Lost Places: Die Kohlenkirche in Stadthagen

Lost Places: Die Kohlenkirche in Stadthagen

Einzigartig in Deutschland: Die Kohlenkirche in Stadthagen, gebaut im luxuriösen Jugendstil. Ein Gebäude, das wegen seiner Bauweise Kirche genannt wurde, aber keine war. Das Zechenhaus wurde 2024 abgerissen.

Die Kohlenkirche

Verlorene Heimat

Eines der schönsten Denkmäler, das in Niedersachsen für immer verloren ist, ist die Kohlenkirche Georgschacht in Stadthagen.

Als Teil des Georgschachts war das Gebäude ein Zeugnis der regionalen Bergbaugeschichte Schaumburg-Lippes, deren Wurzeln bis ins 16. Jahrhundert zurückreichen.

Der Georgschacht war eine der größten Kohlegruben Deutschlands.

Quelle: Land und Forst Beitrag vom 28.08.2025

mkl 09.09.2025 Zwischen 1905 und 1908 wurde das Zechenhaus in Stadthagen im Landkreis Schaumburg erbaut. Das repräsentative Gebäude wurde wegen seiner Bauweise mit Mittel- und Seitelschiffen, romanischen Rundbögen und einer Turmuhr „Kohlenkirche“ genannt.

Sie war eine Waschkaue mit angeschlossenem Verwaltungsgebäude. Im zweigeschossigen Anbau mit dem Uhrenturm befand sich die Verwaltung. In den Hallen lagen die Waschräume.

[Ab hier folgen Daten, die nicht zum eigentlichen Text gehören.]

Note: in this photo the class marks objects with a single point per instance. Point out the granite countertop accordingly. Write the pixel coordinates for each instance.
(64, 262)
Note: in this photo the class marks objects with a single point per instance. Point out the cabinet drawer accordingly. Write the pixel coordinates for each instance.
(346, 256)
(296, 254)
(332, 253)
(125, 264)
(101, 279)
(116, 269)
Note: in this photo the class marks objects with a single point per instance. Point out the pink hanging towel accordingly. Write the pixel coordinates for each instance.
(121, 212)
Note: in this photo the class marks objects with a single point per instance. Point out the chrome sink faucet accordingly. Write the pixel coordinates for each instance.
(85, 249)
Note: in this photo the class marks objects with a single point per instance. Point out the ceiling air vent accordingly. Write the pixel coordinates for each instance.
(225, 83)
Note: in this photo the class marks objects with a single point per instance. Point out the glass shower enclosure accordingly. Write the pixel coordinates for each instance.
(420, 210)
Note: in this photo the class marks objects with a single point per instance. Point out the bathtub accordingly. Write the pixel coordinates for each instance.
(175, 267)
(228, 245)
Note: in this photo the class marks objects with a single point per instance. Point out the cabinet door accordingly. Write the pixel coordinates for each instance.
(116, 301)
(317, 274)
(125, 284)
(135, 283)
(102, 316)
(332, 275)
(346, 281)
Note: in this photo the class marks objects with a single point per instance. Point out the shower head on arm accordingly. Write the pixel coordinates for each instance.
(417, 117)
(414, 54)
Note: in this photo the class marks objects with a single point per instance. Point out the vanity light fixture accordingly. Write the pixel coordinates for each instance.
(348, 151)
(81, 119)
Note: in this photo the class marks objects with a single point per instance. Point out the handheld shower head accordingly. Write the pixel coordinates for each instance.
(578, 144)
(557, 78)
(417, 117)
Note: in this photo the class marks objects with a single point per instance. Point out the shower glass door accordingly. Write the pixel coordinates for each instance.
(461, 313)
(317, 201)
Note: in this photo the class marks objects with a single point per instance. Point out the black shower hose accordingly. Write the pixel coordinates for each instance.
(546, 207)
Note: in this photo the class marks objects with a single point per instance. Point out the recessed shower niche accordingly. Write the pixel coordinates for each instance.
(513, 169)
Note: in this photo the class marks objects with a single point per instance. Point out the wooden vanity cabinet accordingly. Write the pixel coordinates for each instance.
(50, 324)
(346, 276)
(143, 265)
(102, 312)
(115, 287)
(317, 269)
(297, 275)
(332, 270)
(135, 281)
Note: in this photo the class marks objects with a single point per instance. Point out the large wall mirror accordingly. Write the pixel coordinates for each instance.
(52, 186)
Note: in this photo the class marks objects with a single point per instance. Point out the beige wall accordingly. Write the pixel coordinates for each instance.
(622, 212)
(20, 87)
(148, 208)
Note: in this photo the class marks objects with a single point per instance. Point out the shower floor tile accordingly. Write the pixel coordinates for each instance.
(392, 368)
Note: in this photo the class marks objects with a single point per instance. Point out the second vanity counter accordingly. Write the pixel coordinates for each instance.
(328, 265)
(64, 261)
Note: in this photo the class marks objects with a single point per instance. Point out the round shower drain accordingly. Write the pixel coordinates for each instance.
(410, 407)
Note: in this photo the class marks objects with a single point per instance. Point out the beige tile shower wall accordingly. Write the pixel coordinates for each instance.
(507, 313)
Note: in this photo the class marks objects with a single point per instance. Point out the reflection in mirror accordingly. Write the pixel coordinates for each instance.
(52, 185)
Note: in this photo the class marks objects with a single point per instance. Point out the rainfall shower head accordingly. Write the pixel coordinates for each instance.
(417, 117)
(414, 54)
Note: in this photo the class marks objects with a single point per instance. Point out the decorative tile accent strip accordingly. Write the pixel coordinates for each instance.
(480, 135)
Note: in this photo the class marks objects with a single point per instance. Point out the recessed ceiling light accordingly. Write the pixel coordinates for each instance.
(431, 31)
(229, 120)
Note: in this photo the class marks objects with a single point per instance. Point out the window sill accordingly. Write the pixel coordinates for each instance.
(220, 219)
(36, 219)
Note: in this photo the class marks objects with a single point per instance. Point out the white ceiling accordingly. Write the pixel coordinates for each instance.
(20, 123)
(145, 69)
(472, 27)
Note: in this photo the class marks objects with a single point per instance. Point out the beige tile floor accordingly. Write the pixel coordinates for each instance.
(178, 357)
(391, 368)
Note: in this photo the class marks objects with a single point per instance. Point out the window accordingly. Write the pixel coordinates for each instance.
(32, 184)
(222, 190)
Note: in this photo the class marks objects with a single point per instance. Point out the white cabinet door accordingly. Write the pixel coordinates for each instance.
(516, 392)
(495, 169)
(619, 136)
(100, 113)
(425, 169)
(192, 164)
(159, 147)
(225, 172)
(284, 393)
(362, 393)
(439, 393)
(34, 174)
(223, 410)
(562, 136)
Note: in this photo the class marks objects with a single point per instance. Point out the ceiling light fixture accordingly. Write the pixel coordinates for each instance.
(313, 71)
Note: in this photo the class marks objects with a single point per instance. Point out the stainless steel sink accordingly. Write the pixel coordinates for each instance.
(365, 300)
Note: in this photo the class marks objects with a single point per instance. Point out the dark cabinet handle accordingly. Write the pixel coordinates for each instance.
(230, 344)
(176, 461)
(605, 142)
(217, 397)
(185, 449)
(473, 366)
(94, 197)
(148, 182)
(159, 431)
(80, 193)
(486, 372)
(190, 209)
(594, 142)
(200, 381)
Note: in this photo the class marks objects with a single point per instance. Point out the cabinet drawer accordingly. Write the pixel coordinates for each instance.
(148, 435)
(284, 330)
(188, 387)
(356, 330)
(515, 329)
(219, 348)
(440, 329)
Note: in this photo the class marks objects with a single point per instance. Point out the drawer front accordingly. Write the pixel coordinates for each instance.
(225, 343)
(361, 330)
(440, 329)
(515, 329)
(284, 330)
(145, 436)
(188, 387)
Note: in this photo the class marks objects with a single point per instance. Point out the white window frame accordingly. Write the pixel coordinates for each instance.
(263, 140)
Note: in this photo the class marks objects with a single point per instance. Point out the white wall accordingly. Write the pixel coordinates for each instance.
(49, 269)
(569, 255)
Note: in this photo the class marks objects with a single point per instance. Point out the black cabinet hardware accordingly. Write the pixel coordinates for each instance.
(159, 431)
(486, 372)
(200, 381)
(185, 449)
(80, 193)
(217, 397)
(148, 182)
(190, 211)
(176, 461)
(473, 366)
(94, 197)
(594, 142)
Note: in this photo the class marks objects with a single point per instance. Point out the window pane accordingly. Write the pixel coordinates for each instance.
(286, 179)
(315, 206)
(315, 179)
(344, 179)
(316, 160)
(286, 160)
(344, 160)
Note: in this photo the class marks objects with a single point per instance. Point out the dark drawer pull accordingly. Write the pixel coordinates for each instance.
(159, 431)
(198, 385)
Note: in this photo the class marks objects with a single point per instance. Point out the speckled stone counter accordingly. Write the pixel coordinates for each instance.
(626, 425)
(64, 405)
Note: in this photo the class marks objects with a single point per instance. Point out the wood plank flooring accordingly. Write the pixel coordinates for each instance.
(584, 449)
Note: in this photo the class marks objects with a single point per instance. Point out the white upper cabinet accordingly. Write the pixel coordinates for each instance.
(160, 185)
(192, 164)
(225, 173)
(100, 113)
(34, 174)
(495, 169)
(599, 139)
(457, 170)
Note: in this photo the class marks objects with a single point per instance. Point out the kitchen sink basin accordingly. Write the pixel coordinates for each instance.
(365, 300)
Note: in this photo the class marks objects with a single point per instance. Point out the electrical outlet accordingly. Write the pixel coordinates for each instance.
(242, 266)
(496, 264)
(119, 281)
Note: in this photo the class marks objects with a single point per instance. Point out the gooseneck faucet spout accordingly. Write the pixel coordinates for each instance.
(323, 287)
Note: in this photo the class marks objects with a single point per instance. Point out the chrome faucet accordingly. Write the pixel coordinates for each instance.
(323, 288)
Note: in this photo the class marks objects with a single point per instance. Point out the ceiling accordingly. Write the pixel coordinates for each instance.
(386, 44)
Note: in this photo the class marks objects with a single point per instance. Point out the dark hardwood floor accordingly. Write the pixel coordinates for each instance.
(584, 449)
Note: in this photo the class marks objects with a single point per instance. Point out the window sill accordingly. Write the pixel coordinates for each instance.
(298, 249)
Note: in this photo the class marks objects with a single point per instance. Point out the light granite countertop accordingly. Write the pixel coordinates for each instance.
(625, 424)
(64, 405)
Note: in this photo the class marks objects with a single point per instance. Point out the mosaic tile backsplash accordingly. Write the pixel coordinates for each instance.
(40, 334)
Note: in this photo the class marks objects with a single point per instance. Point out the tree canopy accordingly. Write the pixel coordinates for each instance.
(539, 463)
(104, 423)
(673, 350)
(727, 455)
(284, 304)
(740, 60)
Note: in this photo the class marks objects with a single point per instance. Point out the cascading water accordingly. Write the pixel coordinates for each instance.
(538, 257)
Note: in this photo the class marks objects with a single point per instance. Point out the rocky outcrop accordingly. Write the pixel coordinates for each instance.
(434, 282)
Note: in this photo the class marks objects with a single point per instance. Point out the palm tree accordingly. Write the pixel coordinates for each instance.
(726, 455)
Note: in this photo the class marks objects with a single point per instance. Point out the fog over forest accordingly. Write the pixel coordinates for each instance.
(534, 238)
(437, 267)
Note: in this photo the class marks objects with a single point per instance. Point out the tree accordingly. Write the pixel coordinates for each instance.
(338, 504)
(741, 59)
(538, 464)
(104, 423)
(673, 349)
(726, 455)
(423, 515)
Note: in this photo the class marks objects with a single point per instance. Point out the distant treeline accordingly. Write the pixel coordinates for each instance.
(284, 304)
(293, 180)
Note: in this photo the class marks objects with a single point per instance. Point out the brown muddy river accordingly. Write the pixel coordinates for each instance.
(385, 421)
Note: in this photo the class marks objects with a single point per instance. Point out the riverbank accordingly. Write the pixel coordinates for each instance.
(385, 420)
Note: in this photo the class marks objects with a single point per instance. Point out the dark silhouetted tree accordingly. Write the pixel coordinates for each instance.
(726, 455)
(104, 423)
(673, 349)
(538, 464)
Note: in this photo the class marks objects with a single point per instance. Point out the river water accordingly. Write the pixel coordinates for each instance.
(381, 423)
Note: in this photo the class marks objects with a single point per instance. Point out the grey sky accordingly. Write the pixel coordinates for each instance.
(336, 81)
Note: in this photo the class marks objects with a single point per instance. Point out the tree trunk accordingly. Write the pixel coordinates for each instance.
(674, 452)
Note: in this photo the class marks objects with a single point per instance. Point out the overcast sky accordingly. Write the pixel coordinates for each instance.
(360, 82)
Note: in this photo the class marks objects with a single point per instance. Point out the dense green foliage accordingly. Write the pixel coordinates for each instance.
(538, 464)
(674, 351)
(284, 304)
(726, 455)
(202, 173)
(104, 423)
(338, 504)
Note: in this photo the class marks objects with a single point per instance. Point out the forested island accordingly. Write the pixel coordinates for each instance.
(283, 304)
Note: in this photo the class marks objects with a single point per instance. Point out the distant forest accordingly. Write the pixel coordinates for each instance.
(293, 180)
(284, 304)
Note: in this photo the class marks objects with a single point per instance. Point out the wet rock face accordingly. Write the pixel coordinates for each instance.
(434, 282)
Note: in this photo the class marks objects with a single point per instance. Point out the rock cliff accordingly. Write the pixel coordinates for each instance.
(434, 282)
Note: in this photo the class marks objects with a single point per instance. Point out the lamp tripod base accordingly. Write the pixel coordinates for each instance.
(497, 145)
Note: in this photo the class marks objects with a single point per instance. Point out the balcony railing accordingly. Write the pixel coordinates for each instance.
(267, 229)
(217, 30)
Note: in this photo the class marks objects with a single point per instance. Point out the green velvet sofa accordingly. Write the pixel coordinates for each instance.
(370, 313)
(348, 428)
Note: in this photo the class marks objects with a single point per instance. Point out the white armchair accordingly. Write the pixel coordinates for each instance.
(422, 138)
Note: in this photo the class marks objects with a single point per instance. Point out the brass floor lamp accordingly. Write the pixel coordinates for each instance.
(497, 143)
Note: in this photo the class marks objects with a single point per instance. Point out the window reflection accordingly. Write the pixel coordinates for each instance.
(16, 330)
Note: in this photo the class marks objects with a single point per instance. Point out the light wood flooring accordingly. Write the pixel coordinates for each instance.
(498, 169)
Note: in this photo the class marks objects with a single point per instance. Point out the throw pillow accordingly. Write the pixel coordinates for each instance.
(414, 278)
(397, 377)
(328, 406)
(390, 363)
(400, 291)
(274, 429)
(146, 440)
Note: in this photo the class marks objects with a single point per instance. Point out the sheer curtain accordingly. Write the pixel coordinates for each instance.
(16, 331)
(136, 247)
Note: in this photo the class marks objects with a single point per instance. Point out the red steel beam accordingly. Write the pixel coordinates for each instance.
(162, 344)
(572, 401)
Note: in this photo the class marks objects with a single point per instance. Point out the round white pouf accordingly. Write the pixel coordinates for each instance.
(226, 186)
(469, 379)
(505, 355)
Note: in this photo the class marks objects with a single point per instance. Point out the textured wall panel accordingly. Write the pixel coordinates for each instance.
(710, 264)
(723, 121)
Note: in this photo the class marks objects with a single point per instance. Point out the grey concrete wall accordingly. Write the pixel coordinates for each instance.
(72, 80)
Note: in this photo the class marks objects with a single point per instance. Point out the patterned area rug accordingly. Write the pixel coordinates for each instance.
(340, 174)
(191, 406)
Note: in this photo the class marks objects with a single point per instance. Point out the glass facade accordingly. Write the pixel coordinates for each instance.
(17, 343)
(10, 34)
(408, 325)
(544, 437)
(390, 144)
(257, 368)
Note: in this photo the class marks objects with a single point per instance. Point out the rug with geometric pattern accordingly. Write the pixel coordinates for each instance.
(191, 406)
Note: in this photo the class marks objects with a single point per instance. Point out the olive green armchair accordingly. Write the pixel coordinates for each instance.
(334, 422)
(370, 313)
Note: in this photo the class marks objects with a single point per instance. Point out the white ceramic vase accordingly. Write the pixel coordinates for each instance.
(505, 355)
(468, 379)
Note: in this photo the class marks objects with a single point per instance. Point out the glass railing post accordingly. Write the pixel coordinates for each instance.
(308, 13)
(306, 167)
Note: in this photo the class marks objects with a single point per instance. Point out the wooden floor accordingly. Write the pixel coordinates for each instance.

Bilder 1 bis 4: Die Kohlenkirche, die Hauptverwaltung und die Waschkaue

Hier wurde die Kohlenzeche mit der Verwaltung erstmalig vereint. Mit seiner luxuriösen Bauweise im Jugenstil war es einzigartig. Für die Steiger und Mannschaften gab es sogar Badewannen und Duschen.

1. Trotz Einzigartigkeit soll es abgerissen werden

1960 wurde das Kohlebergwerk geschlossen. Danach wurde die Kohlenkirche geräumt. Seitdem gab es unzählige Versuche, die unter Denkmalschutz stehende Kohlenkirche zu retten.

1.1. Wie wichtig sind Industriedenkmäler?

Die Kohlenkirche als Erinnungsort

Dr. Georg Römhild, der bis zu seinem Ruhestand an den Universitäten in Siegen und Paderborn Geografie lehrte, beschäftigt sich seit den frühen achtziger Jahren mit dem Bergbau in Schaumburg. …

Römhild war es auch, der dem damaligen niedersächsischen Wissenschaftsminister Johann-Tönjes Cassens 1985 in einem Brief den Vorschlag unterbreitete, aus der stillgelegten Bergwerksanlage einen Erinnerungsort zu machen.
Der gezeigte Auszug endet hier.